Jack makes the point bluntly that Fisk probably does not need evidence at all to convict him. The accusation is enough. Fisk is running the city like a dictator, which is a little on the nose, but at least the show is not pretending otherwise.
That feeds into a major argument between Karen and Matt about whether Fisk should be killed. Karen pushes the idea that it might be the right thing to do. Matt admits he thinks about it every day, but he still hopes the system is “not entirely broken” and says stopping Fisk is as far as they should go. When he reduces it to the most important question, it lands hard: “Would it bring Foggy back?” No, of course it would not. So murder is not the answer, even if the temptation is doing its best to be persuasive.
The Swordsman trial goes exactly the way you would expect in Fisk’s New York. Jack is found guilty of violating the Safer Streets initiative and the anti-vigilante laws, then sent back to Red Hook prison. It is not exactly a shock to the system.
What does shock the prison is Daredevil. Using McDuffie’s description of being marched through the facility, Matt breaks in and listens for the watch he left in the weapons crate on the Northern Star. Once he has the layout, he sets the prisoners free and teams up with Jack for a superbly staged one-take fight against the guards.

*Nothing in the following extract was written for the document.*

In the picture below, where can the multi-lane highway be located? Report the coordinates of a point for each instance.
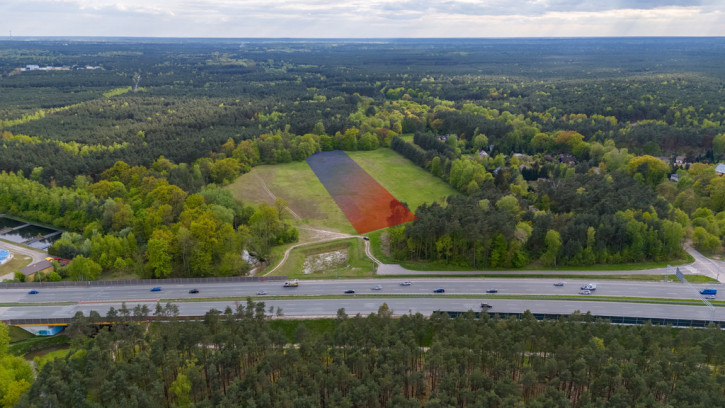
(101, 298)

The sequence is one of the most satisfying in the season so far, especially because it is not just about Matt beating up soldiers. It is about him breaking people out of a detention center run by Fisk’s enforcers. That does rather change the tone.
Angela also arrives in a White Tiger costume based on her uncle’s gear, and she joins Karen in stealing a military truck so they can get more prisoners out. The resistance, in other words, is no longer operating in whispers.
Of course, Fisk has already started working the other side of the board. He bombs the Northern Star, killing the night crew, and does it at the exact same time as the prison break. The timing makes the frame-up obvious: he can blame Daredevil for the explosion and the deaths, and then sell the whole thing to the public as proof that his crackdown was justified all along.
So yes, Matt manages to free innocent people from a detention facility. Fisk, being Fisk, turns the optics into a weapon anyway. It is almost impressive, in the deeply miserable way that only this character can manage.
The next episode will have plenty to clean up. In the meantime, Matt has gone from resisting in the shadows to open war with the AVTF, and Fisk is already trying to make him look like the villain.